Карлос поцеловал свисавшую со стола холодную руку. Медленно и осторожно поднял старика; губы Карлоса дрожали. Батиста подбежал помочь; Эга, путаясь в полах длинного халата, поддерживал ноги Афонсо. Через сад, через залитую солнцем террасу, через кабинет, где перед горящим камином деда ждало его кресло, его несли в тишине, нарушаемой лишь шагами слуг, забегавших вперед, чтобы открыть двери, и приходивших на помощь, когда Карлос и Эга слабели под тяжестью грузного тела. Экономка уже ждала в спальне Афонсо, расстелив шелковое покрывало на простой железной кровати без полога. Туда его и положили, на светло-зеленые ветви, вышитые на голубом шелке.
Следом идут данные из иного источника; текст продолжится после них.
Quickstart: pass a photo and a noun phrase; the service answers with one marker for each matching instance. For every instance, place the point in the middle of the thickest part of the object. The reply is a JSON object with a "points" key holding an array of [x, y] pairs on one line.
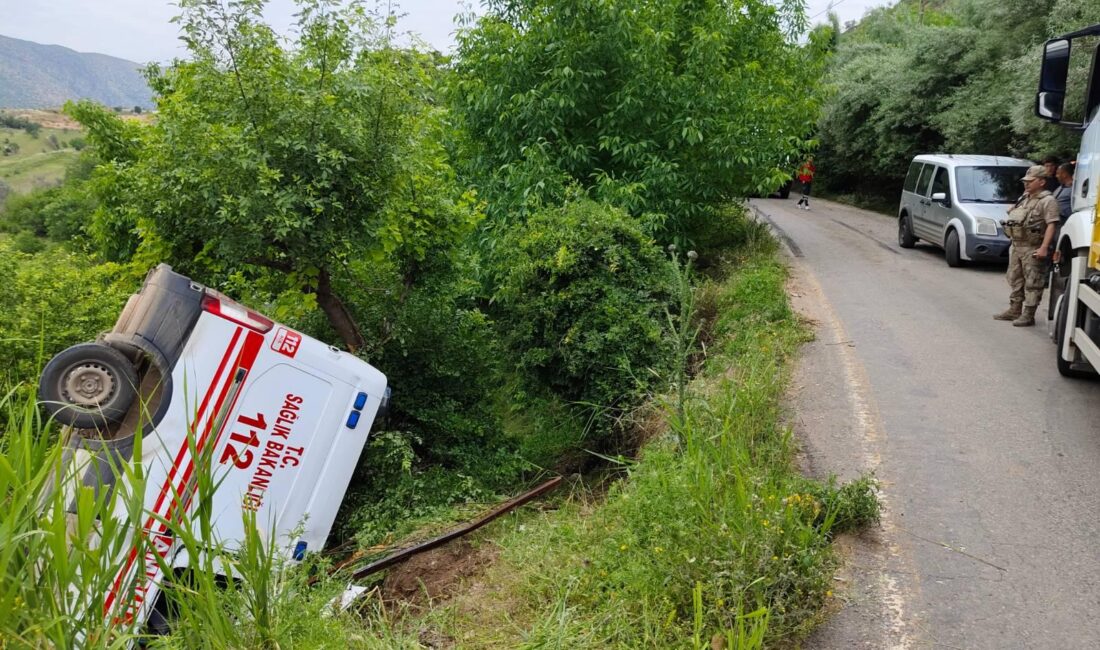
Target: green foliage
{"points": [[958, 79], [287, 162], [663, 109], [580, 304], [59, 213], [19, 122], [712, 531], [53, 299]]}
Эга зажег две свечи в серебряных подсвечниках; экономка, преклонив колена возле покойного, перебирала четки; а месье Антуан, с белым поварским колпаком в руке, остался у дверей рядом с принесенной им корзиной камелий и оранжерейных пальмовых ветвей. Карлос, шагая по комнате и сотрясаясь в рыданиях, каждую минуту подходил к старику в последней нелепой надежде и щупал ему пульс или прикладывал ухо к груди. В домашнем бархатном сюртуке и грубых белых ботинках, Афонсо, застывший на узком ложе, казался теперь еще более могучим и рослым; коротко подстриженные седые волосы и длинная спутанная борода оттеняли пожелтевшее, словно выточенное из старой слоновой кости лицо, на котором морщины затвердели, как проведенные резцом борозды; сморщенные веки с белыми ресницами были сомкнуты спокойно и безмятежно, как у человека, обретшего наконец желанный покой; когда его клали на постель, одна его рука осталась лежать ладонью на сердце — простая и естественная поза для того, чье сердце вместило так много!